When inspecting a game’s memory it is important to know that the address where the data is stored will change from run to run. So for example if you know the lives is stored at a particular address in memory, if you restart the game you may find that it is stored in a completely different location. So how does the computer know where to look for the lives memory? The answer is simply using pointers.

Pointers are simply variables that point to a specific memory address asnd they can be modified at runtime.

Lesson 3 - Executables & Libraries

This section will start to look into reverse engineering the actual code that makes the games run on the CPU.

What is an executable and how does it work?

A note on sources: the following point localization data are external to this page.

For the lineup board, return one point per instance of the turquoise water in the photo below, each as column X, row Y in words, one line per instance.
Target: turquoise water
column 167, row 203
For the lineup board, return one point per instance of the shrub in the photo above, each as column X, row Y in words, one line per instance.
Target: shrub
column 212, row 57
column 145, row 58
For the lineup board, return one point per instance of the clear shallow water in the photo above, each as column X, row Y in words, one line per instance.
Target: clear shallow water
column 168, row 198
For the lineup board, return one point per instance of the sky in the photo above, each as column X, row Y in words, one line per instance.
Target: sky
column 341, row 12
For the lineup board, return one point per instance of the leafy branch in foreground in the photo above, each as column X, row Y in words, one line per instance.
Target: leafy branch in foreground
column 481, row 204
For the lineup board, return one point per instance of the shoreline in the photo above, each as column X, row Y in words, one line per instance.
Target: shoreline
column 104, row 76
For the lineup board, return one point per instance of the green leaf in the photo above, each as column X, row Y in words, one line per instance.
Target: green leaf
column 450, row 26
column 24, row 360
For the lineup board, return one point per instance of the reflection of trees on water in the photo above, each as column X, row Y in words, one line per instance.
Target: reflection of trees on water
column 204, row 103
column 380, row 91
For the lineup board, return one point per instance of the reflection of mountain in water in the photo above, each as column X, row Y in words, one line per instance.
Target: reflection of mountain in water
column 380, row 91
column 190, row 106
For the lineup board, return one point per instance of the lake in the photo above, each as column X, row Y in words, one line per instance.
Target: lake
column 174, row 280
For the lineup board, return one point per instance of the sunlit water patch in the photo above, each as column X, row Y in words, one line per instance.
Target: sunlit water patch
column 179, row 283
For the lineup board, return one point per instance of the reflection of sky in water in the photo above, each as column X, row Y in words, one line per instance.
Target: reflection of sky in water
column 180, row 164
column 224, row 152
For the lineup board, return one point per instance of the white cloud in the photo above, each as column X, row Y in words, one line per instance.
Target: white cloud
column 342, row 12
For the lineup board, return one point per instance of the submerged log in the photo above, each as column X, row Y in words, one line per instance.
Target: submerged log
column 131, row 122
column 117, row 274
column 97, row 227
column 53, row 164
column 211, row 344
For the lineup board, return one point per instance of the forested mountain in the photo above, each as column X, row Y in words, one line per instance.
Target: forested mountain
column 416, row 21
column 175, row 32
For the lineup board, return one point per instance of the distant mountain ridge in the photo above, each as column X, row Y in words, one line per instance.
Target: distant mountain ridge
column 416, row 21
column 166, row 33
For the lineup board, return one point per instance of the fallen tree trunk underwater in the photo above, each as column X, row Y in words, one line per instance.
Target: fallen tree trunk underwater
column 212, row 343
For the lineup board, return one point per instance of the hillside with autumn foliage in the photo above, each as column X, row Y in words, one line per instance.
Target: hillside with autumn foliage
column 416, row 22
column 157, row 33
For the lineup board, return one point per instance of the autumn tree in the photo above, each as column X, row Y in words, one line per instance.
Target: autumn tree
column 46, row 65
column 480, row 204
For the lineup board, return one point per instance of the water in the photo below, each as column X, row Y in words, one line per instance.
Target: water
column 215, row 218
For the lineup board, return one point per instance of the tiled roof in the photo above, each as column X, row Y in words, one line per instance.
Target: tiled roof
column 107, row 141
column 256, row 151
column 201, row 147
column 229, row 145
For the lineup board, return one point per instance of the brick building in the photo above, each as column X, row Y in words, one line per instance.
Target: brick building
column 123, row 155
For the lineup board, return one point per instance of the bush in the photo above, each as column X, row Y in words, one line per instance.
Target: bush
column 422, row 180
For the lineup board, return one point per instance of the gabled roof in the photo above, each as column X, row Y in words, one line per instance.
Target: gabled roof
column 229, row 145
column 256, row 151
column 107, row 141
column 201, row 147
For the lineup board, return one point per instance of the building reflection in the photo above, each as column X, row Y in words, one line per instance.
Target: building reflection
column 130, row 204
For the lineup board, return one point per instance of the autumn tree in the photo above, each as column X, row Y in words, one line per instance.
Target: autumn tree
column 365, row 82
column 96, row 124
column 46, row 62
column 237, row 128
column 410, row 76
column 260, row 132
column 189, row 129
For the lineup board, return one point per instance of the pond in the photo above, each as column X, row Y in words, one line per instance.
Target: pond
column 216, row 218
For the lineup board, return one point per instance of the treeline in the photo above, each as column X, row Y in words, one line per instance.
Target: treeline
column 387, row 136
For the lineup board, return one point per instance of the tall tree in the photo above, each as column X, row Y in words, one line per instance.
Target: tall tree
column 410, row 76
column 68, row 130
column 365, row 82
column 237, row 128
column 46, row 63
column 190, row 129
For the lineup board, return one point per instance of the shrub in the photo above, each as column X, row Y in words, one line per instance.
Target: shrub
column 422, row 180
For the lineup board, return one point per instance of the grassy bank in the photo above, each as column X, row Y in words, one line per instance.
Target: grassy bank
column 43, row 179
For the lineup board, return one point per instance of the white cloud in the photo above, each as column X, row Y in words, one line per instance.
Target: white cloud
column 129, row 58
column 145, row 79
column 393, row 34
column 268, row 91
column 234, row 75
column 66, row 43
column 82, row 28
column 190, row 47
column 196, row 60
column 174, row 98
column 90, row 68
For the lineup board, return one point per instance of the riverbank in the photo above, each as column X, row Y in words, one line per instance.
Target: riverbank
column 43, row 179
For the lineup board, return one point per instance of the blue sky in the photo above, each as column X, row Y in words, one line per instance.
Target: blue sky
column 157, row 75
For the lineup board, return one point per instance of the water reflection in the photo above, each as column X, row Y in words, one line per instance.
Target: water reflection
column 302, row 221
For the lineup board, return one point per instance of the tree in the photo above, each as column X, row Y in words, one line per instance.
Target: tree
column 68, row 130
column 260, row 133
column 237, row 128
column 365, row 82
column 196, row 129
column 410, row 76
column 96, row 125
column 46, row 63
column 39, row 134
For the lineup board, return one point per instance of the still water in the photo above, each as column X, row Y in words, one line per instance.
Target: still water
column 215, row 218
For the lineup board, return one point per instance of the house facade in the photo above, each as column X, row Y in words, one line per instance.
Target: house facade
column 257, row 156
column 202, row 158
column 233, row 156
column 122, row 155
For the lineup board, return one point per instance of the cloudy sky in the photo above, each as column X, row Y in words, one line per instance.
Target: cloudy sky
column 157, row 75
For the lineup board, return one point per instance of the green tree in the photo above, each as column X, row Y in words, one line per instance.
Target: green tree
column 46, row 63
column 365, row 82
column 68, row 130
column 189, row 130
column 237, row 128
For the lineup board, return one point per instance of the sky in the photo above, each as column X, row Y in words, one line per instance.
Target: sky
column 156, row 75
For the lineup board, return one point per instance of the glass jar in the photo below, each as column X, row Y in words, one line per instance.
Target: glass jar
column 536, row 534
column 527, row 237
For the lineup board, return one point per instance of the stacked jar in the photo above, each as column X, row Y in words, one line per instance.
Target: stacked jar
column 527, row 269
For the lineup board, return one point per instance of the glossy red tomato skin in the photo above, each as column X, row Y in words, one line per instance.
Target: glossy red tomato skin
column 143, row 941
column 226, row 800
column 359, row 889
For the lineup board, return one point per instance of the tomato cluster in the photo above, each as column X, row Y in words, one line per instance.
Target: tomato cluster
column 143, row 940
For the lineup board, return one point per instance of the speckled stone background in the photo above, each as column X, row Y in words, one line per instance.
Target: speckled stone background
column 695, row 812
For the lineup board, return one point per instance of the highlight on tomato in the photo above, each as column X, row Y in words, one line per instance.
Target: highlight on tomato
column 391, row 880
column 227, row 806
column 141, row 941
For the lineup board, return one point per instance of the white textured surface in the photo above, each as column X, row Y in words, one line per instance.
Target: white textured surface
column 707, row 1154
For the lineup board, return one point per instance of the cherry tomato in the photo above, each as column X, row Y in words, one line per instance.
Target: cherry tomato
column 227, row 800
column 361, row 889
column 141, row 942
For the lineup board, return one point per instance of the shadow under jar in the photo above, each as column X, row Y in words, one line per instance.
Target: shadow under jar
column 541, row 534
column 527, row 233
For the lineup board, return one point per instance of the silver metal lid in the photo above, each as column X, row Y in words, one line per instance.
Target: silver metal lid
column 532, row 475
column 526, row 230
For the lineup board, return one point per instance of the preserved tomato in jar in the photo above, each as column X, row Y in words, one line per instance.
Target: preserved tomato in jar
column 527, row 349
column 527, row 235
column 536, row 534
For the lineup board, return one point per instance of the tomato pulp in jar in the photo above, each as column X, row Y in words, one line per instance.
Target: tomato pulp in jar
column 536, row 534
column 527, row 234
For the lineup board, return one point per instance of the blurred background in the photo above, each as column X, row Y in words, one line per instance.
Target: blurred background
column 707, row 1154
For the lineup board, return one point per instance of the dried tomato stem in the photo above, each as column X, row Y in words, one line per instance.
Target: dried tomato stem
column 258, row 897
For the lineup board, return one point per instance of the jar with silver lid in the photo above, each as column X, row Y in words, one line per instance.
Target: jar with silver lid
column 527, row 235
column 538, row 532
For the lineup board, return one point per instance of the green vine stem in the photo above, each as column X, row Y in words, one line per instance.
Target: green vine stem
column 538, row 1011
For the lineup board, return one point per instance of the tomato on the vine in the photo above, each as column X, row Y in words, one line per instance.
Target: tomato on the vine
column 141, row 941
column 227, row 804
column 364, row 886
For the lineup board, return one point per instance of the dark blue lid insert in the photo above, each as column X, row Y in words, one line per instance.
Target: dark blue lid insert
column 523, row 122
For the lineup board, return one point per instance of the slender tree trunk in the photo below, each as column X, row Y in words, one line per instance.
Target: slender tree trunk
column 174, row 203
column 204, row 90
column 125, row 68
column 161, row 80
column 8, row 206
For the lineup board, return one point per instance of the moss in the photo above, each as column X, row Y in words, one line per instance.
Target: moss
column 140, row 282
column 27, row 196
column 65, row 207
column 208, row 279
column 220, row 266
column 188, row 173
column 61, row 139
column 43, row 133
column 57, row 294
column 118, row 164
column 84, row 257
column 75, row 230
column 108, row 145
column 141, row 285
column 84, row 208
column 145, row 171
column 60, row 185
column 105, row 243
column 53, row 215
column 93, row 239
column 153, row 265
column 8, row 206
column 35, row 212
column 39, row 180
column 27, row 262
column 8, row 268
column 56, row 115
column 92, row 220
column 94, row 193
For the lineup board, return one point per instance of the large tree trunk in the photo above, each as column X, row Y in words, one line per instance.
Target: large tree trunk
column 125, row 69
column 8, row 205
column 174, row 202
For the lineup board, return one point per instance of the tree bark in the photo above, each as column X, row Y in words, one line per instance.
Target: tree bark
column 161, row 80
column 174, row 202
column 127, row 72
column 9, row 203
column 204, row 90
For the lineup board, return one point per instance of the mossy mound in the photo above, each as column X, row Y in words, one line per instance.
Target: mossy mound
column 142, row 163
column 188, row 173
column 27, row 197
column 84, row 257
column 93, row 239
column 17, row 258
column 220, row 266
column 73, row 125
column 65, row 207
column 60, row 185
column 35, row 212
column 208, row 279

The Youtuber Bisqwit has created an excellent video on how executables work:

What file format do executables have?

Executable file formats are specific data structures used by operating systems to understand how to load and execute a program. These formats vary depending on the operating system and architecture, but the most common ones are:

PE - Portable Executable used in Microsoft Windows and Xbox
ELF - Executable and Linkable Format used in Linux/Unix systems
Mach-O - Mach Object used in macOS and iOS
COFF - Common Object File Format used in older versions of Windows for device drivers and early Unix
COM - Used in DOS and early Windows

Note that most executables don’t have any file extension on Unix/macOS and many games consoles. Many games consoles use a modified version of ELF such as the Sony PSP’s EBOOT.bin files or even completely custom implementations like the original PlayStation’s PS-EXE format.

What is an API?

🧩

An Application Programming Interface (API) is a collection of functions that are so common that they are provided to every programmer of a certain platform (e.g. PS1, Xbox 360, Windows). These functions can either by included in the executable directly or dynamically linked to at runtime from a common set of libraries.

API functions are very useful when reversing a game or application as they tend to have documentation associated with them and give hints as to what the code that calls them might be wanting to do. So they are a very good place to start when reverse engineering an executable.

How are APIs distributed?

APIs are typically distributed in several ways to allow developers to integrate them into their applications:

Static Libraries - Provided as .lib (Windows) or .a (Unix-like systems) files that developers link to their applications at compile time.
Dynamic Libraries - Provided as .dll (Windows) or .so (Unix-like systems) files, which are linked at runtime.

What is a Static Library?

🏛️

A static library is a collection of precompiled code that is linked directly into a program during the build process. This means the code from the library becomes part of the final executable, allowing the program to run independently without needing the library files at runtime. Static libraries typically have file extensions like .lib on Windows and .a on Unix-like systems.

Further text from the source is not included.